Instantaneous frequency can be defined as a derivative of an instantaneous phase of an analytic signal which can be nicely seen in practice in this example from Scipy's documentation. But it seems like it does not always work like this. I played with the code from the example and obtained varied results like for this sine wave with frequency gradually changing from 2 to 12Hz:

import numpy as np
import matplotlib.pyplot as plt
from scipy.signal import hilbert, chirp

duration = 1.0
fs = 400.0
samples = int(fs*duration)
t = np.arange(samples) / fs
w = 2*np.pi*(2 + 10*t)
signal = np.sin(w*t)
analytic_signal = hilbert(signal)
amplitude_envelope = np.abs(analytic_signal)
instantaneous_phase = np.unwrap(np.angle(analytic_signal))
instantaneous_frequency = (np.diff(instantaneous_phase) /
                           (2.0*np.pi) * fs)

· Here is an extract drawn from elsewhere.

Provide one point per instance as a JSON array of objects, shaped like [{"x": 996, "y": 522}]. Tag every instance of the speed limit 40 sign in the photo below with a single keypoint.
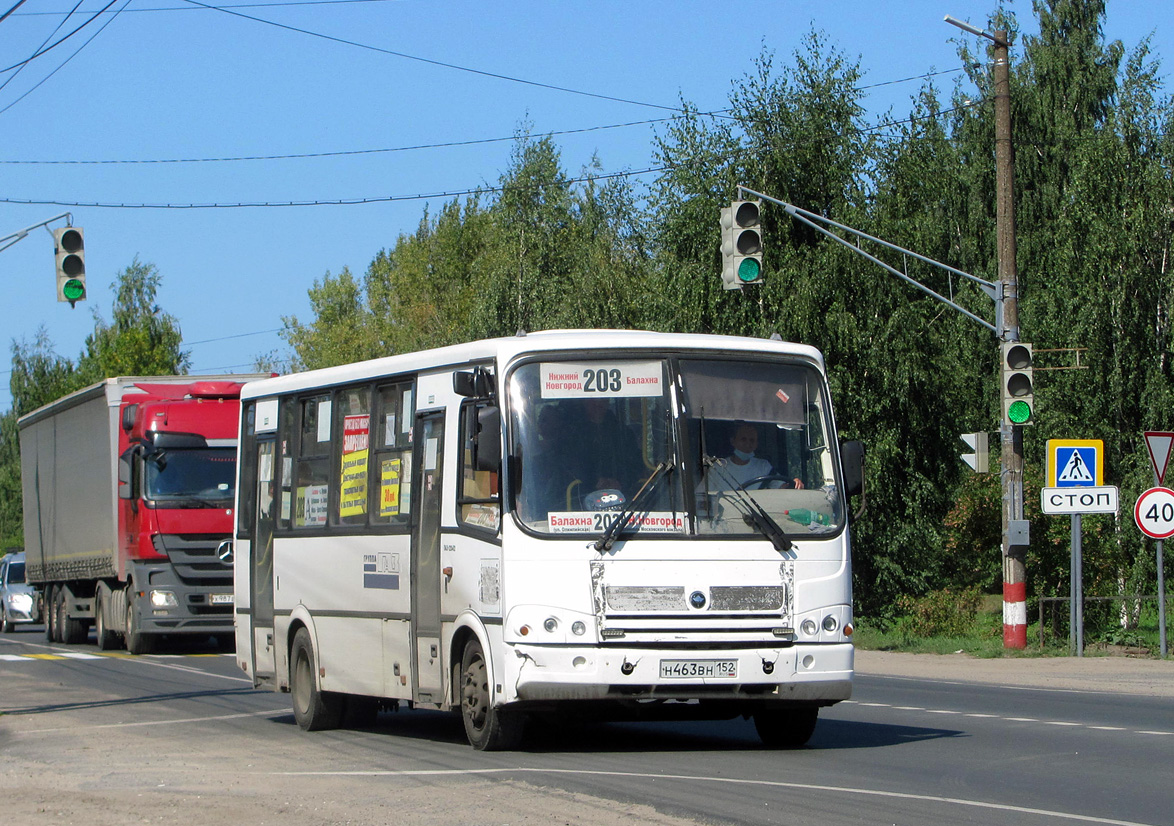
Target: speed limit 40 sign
[{"x": 1154, "y": 513}]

This is the resulting figure with the original frequency plotted in grey on the bottom subplot:

fig = plt.figure()
ax0 = fig.add_subplot(211)
ax0.plot(t, signal, label='signal')
ax0.plot(t, amplitude_envelope, label='envelope')
ax0.set_xlabel("time in seconds")
ax1 = fig.add_subplot(212)
ax1.plot(t, 0.5*w/np.pi, lw=2, color='gray')
ax1.plot(t[1:], instantaneous_frequency)
ax1.set_xlabel("time in seconds")

enter image description here

In the bottom plot the blue line and the grey line go in the same direction, but there is a huge discrepancy between the two and I do not mean the ever-present edge effect. The calculated instantaneous frequency is rising at the rate that is almost a double of the actual reaching values above 20Hz at the end.

I tried it for other sine waves with constant amplitudes and varied frequencies getting similar results. Only when I used a signal with a constant frequency the blue line was matching the grey line on the bottom plot. My question here is: are there any conditions a signal must meet for the definition of the instantaneous frequency to hold true, so it can be derived from the instantaneous phase of the analytic signal?


2 Answers 2


This is because the phase term is changing with time at the rate of $t^2$ for the frequency ramp, and since the instantanous frequency is the derivative of the phase your result is as expected.

$m(t) = cos(2\pi f(t) t)$

$\phi = 2\pi f(t) t$

$f(t) = Kt$ for a linear frequency ramp

thus phase versus time changes at the rate of $t^2$

$\phi = 2\pi Kt^2$

and the derivative of the phase (which is the instantaneous radian frequency) is:

$\frac{d\phi}{dt} = 4\pi Kt$

(Divide this by $2\pi$ to get instaneous frequency, but the source of the 2x discrepancy should now be very clear).

See the answer to this DSP Challenge that I posted that further explains this:

Simulation of a Frequency ramp


You are doing it wrong. Your signal is $$\sin(2\pi(2+10t)t)$$ which makes the instantaneous frequency $$(2\pi)^{-1}\frac{\rm d }{{\rm d}t}(2\pi(2+10t)t) = 2+20t$$. Basically your "change of frequency" additionally increases the already currently accumulated phase, resulting in double the frequency change you were planning for.

Very common error when creating chirps.